‘Hurt and unhappy’ Biju Janta Dal legislator Jay Panda resigns from party

The BJD lawmaker was suspended from the party for alleged anti-party activities in January.

india Updated: May 28, 2018 14:58 IST
Biju Janata Dal lawmaker Baijayant Jay Panda.(HT FIle Photo)

Baijayant Jay Panda said on Monday he was quitting the Biju Janata Dal (BJD) months after he was suspended from the primary membership of Odisha’s ruling party amid a widening rift with chief minister Naveen Patnaik.

“It is with deep anguish, hurt and sorrow that I have decided to quit the kind of politics into which our BJD has descended,” he wrote in his three-page letter resignation letter to party head Patnaik.

Panda said he was “hurt and unhappy” over the fact that members of the ruling party did not attend the funeral of his father Bansidhar Panda. The well-known industrialist died on May 22 in Bhubaneswar.

“It has plumbed the absolute depths of inhumanity when neither you nor anyone from the BJD turned up to pay their last respects to my father Dr Bansidhar Panda, who as everyone knows was a very close friend, supporter and associate of Biju uncle (Biju Patnaik) for decades (sic),” he wrote.

The member of Parliament from Kendrapara also said that he was heartbroken to find out that several BJD leaders were “restrained” from attending the funeral service.

“With the BJD and you (Patnaik) yourself having made it abundantly clear that I am unwanted, it is only right for me to dissociate from it,” Panda said.

“Separately, I will be conveying my decision formally to the Honourable Speaker of the Lok Sabha to accept my resignation from that August institution upon completion of my religious obligations of bereavement,” he added.
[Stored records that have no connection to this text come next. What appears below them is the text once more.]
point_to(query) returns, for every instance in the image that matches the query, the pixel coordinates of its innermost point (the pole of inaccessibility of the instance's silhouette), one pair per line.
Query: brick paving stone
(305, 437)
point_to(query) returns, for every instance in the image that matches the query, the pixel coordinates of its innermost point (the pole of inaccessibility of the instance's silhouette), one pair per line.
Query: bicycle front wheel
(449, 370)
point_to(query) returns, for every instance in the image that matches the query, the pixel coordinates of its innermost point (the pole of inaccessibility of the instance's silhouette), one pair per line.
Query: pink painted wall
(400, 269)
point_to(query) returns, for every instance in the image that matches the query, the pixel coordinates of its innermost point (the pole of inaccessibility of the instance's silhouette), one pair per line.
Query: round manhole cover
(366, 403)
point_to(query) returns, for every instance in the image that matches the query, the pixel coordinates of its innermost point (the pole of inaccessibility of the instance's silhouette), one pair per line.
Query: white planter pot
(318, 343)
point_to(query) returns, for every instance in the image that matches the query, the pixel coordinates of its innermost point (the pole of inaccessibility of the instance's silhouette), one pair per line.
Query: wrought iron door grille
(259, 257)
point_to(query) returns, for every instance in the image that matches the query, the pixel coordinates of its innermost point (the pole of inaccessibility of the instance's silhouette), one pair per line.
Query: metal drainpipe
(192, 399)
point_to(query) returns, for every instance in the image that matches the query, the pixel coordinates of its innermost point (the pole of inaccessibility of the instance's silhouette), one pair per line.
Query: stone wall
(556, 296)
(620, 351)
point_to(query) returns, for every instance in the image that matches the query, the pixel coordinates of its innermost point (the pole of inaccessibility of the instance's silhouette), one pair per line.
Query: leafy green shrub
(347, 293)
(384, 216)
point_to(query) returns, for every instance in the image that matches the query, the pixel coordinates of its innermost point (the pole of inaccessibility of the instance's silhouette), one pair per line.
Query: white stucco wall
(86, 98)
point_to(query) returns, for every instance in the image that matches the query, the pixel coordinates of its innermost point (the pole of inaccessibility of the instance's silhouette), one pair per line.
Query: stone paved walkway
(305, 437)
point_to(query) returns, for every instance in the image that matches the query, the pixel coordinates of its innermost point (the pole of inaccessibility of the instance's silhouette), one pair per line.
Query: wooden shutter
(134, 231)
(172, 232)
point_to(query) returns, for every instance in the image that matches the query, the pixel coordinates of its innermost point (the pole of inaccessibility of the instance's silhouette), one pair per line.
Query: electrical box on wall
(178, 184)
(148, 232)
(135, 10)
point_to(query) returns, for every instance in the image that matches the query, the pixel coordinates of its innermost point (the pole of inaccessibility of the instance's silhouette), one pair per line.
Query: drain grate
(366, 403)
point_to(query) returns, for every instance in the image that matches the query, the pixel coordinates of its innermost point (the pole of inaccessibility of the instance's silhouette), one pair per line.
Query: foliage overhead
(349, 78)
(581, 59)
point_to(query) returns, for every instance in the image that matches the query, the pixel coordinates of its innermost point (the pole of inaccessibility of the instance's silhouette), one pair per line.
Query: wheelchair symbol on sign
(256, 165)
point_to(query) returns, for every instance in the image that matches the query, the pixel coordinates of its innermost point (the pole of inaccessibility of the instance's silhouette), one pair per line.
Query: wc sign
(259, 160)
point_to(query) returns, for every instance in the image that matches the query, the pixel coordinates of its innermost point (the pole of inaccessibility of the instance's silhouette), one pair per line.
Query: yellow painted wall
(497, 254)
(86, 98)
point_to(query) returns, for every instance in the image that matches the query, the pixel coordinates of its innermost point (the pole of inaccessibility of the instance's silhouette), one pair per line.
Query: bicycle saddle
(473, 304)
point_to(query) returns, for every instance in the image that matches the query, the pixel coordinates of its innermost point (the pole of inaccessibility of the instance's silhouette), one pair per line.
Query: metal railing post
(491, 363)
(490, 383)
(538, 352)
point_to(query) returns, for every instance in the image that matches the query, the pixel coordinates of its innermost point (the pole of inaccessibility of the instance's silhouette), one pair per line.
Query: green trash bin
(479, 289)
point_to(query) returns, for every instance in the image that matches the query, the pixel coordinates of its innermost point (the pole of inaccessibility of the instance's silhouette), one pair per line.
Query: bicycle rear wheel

Panda was suspended from the party by Patnaik on January 24 for indulging in “anti-party activities”. The party demanded his resignation from the Lok Sabha on moral grounds and alleged that the legislator concealed his position in a corporate house while filing affidavit during the 2014 general elections.

Last year, he was removed as the spokesperson of the parliamentary party.

The articulate and widely networked leader was increasingly isolated since last year after he called for “introspection” within the party following the emergence of the Bharatiya Janata Party (BJP) as the principal opposition to the BJD in the panchayat elections.

There was no immediate reaction from the BJD over Panda’s resignation.